On 2 June 2013 at 6:48:13 AM, revin ([email protected]) wrote:
OK,thanks guys,
what I've posted is trying to simplify the question,
this is the real problem:
Yes indeed, try{...} frame "is" work on the "execution flow (stack trace)",
but that's C, that's C++, that's java!
They're all sync language!
When it comes to nodeJs, shouldn't it be async as well as nodeJs itself?

Let's see a real project:
modules:
httpd.js main module, setup server, dispatch requests.
httpdoc.js helper module, if request is a file (e.g.: /index.htm), the request 
will be directed from httpd.js to this module
... other modules
REQUEST => httpd.js =(ANALYSE,DISPATCH)=> httpdoc.js

we should handler all errors inside httpd.js:
file not found: respond 404
access denied: respond 404
file IO failure: respond 500
internal error: respond 500
other responds...

then in httpdocs.js:
fs.ReadStream("...").on("error",function(e){
  throw e;
});
The real question is "Why throw?"
If you read "throw" as "unwind the stack and handle errors at a higher call 
site", and know that async code has already unwound the stack and started 
something anew, throw doesn't look like the right tool.
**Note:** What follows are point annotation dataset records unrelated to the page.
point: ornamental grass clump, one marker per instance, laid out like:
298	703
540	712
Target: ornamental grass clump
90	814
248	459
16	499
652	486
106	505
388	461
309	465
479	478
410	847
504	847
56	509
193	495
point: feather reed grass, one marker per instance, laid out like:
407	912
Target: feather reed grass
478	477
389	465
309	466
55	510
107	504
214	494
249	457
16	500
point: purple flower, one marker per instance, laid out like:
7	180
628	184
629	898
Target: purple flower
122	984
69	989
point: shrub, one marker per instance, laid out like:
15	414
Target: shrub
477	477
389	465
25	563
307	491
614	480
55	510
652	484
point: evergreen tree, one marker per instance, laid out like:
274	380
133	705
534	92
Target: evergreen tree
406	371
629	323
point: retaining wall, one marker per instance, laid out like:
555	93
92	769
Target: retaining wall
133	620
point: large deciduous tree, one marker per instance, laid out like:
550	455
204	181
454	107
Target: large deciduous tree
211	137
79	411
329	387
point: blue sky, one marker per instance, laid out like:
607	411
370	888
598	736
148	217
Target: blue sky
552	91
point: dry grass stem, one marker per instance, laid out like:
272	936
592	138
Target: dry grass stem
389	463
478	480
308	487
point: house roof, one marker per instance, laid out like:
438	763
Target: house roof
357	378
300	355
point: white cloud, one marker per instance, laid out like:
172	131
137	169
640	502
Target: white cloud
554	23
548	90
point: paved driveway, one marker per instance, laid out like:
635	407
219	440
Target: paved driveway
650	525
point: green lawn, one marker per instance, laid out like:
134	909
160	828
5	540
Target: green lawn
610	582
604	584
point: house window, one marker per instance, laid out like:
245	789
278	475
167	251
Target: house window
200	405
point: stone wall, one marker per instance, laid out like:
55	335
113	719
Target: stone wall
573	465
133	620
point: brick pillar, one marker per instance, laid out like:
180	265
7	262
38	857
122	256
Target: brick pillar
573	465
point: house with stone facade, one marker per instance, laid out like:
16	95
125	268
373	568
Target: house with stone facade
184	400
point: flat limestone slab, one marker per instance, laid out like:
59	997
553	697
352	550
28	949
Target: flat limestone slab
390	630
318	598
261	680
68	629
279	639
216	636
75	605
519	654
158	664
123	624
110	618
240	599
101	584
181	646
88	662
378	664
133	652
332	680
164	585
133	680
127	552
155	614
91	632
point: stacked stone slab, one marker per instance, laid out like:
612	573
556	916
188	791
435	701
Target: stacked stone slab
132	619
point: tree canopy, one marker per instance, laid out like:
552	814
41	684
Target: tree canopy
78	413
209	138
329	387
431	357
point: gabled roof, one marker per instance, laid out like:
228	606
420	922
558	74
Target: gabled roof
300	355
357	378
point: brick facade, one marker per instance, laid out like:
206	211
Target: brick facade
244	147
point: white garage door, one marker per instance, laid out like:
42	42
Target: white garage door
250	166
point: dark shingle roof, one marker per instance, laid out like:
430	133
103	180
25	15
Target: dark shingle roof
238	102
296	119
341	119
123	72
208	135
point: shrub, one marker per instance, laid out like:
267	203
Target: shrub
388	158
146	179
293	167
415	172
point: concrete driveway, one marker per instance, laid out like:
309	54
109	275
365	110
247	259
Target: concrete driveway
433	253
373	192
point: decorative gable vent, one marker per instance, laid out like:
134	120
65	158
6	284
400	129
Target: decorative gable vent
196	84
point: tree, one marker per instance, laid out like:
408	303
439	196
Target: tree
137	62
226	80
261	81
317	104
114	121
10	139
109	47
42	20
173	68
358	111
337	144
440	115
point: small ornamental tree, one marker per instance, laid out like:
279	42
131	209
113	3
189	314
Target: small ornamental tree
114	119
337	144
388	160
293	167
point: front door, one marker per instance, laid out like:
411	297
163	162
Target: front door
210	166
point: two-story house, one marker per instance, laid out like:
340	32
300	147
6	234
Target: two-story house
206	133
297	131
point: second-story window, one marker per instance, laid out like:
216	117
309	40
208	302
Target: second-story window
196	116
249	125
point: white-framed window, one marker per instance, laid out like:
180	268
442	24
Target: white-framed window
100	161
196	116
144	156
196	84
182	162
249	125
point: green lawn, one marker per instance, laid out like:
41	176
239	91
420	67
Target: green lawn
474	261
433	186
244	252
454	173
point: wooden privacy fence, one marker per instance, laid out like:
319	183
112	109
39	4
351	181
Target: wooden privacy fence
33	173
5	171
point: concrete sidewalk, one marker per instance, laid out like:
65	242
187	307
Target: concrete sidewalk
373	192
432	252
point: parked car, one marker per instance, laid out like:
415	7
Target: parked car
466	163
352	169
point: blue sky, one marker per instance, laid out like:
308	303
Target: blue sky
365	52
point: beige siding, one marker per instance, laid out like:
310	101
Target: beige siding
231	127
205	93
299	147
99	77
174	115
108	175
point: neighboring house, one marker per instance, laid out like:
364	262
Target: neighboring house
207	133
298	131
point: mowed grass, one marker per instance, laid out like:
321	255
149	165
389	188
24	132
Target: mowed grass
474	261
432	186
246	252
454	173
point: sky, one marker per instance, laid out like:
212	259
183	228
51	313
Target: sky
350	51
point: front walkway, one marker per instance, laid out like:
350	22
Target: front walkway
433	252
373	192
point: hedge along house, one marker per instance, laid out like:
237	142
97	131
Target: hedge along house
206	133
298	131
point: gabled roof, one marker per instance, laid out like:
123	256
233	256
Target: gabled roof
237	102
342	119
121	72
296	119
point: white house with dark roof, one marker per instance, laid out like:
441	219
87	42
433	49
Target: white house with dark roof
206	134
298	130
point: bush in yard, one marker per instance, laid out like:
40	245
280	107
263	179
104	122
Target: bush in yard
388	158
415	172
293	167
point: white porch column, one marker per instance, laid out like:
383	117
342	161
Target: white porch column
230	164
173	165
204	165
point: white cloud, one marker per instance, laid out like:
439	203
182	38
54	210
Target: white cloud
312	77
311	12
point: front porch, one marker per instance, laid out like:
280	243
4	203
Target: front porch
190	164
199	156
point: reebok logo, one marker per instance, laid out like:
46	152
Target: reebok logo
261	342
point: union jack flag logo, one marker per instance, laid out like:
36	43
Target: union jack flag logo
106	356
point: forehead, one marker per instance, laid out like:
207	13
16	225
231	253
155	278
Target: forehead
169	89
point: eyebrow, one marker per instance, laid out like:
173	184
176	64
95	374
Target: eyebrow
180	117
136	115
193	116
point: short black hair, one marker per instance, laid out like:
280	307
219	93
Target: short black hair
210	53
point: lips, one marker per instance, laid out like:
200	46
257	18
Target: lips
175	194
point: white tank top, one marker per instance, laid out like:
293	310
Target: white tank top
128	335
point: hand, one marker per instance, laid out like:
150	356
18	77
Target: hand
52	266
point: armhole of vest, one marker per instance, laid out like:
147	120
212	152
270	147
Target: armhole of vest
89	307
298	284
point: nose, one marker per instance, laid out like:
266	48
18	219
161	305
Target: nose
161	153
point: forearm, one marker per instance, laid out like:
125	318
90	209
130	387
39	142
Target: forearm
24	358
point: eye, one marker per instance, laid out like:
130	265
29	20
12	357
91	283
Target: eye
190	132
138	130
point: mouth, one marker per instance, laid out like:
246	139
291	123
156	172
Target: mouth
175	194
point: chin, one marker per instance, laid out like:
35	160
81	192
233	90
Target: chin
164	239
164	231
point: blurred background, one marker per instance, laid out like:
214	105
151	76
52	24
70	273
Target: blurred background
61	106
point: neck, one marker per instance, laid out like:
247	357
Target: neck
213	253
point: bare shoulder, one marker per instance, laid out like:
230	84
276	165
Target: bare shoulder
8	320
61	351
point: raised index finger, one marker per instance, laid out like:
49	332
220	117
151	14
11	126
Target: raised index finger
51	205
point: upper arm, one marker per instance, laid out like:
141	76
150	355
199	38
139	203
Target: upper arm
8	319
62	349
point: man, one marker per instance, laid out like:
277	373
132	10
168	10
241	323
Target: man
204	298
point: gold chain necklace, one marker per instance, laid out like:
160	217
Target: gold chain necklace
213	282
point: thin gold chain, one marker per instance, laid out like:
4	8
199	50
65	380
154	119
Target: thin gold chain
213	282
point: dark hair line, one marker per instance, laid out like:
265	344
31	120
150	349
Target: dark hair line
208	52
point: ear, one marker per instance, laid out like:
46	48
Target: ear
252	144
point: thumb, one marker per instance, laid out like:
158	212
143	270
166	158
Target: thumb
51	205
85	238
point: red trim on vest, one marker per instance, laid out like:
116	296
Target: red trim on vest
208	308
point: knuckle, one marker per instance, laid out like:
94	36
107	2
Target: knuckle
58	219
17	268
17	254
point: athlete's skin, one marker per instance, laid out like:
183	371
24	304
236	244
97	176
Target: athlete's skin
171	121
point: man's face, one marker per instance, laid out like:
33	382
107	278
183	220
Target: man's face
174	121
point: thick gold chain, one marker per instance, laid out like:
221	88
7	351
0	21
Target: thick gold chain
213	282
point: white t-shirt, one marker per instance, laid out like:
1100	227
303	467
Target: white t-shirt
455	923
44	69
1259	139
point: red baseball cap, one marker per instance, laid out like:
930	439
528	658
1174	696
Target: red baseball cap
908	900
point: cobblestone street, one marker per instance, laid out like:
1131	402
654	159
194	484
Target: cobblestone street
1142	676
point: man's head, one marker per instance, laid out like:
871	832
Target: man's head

It's just a tool -- 
there are other approaches.
How about calling an error handler on something defined in your httpd.js? 
That's a simple approach -- make all of those sub-handlers pass their errors on.
Another, more robust approach that's been baked into node core more recently is 
to use error domains: If you set all of your EventEmitter's domain property to 
a domain, the domain's error handler will fire for all errors in that domain. 
Still fully async.
[snip]
But since nodeJs follows the definition of try{...} after some sync languages,
rather than to start a new one for async languages like nodeJs itself,
these code won't run like expected.
Indeed: node is just javascript -- it has not extended the language at all, so 
the concepts are the same. try/catch is synchronous, still only concerned with 
the regular execution stack.
Could any one come up with a solution?
How to catch exceptions on event callbacks?
Please don't say that you can setup an uncaught exception handler,
there can be only one of it,
And that's where you're wrong: error domains give you an uncaught exception 
handler for each separate domain.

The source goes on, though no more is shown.